After a number of smaller productions in Chicago (one-acts by Beckett, Cocteau, Chekhov and an original play, Travelling Light, by Nick Fracaro) and Toronto (Tom Eyen's The White Whore and The Bit Player and Cocteau's The Human Voice in French and English), the next major exploration of the evolving Thieves Theatre aesthetic came in 1984 in Toronto. The production was an adaptation of Peter Weiss's Marat/Sade which played at Toronto's Theatre Centre at midnight. The cast included members of a support group for released mental patients with whom Gabriele and Nick began the project in a workshop. Other cast members included a band, several members of the blossoming Toronto punk community and a handful of professional actors. The production polarized the Toronto theatre community. There were rumors of stabbings and mainlining drugs in the performance (both untrue). One letter to an editor stated,

"the spectacle was not a performance. It was a perverse, violent assault on the actors in the play... Someone like Fracaro should be ostracized from the theatre scene."

This drew responses such as,

"Unlike much theatre I have seen, [Marat/Sade] raised questions -- made me think, wonder and feel... Fracaro and the entire cast deserve our congratulations for exploring some of the real avenues of theatre."

(Both letters appeared in December 1984 issues of NOW, a Toronto weekly.) The managers of Theatre Centre supported Thieves Theatre throughout.

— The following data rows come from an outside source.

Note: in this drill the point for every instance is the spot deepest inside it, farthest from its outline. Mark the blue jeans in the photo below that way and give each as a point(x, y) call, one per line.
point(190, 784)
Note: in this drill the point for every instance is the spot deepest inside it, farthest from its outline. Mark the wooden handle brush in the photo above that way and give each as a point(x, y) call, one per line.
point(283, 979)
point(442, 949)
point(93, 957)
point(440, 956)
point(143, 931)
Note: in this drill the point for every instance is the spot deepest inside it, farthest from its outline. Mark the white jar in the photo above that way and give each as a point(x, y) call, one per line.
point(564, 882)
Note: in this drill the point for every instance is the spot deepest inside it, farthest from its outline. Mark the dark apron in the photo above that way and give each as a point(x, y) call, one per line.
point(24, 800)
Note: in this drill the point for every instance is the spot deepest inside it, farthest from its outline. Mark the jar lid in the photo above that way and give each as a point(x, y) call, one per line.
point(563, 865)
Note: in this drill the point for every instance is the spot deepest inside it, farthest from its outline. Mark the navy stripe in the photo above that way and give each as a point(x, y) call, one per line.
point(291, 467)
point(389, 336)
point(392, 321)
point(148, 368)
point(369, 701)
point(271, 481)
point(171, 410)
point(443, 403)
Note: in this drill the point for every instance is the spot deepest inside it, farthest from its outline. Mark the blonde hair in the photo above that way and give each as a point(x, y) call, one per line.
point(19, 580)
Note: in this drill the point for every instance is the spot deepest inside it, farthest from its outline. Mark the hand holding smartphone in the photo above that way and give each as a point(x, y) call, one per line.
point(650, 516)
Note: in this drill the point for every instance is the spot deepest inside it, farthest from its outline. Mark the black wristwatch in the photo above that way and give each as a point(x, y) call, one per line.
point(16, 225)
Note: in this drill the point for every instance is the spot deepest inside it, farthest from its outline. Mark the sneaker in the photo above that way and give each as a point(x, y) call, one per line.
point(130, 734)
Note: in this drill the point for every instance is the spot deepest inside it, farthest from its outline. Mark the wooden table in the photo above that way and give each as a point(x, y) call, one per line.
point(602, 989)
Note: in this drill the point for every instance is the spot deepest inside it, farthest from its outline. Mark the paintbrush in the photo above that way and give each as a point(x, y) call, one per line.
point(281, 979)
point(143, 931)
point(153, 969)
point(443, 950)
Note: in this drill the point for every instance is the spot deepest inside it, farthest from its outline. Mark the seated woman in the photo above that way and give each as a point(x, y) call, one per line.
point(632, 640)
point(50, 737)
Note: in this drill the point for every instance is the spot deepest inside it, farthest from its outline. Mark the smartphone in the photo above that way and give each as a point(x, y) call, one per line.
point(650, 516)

With this production, the event went far beyond the walls of the theatre. The non-acting of the mentally ill performers, and the barely submerged violence of the punks unleashed in this forum of supported legitimacy, violated the safe boundaries of what was to be experienced in a theatrical performance. In this Marat/Sade the audience accustomed to theatre was indeed unconvinced of its safety. The punk community, which had never before experienced theatre, found its voice expressed in a public forum. The former patients were regarded as something to be more than pitied, perhaps feared, perhaps respected. The production refused to resolve any of the questions it opened. And it is debatable what the long term effects were on public regard for the patients, the actors or the punks, since ultimately it was impossible to determine who was whom (arguably, the underlying point of the play as written).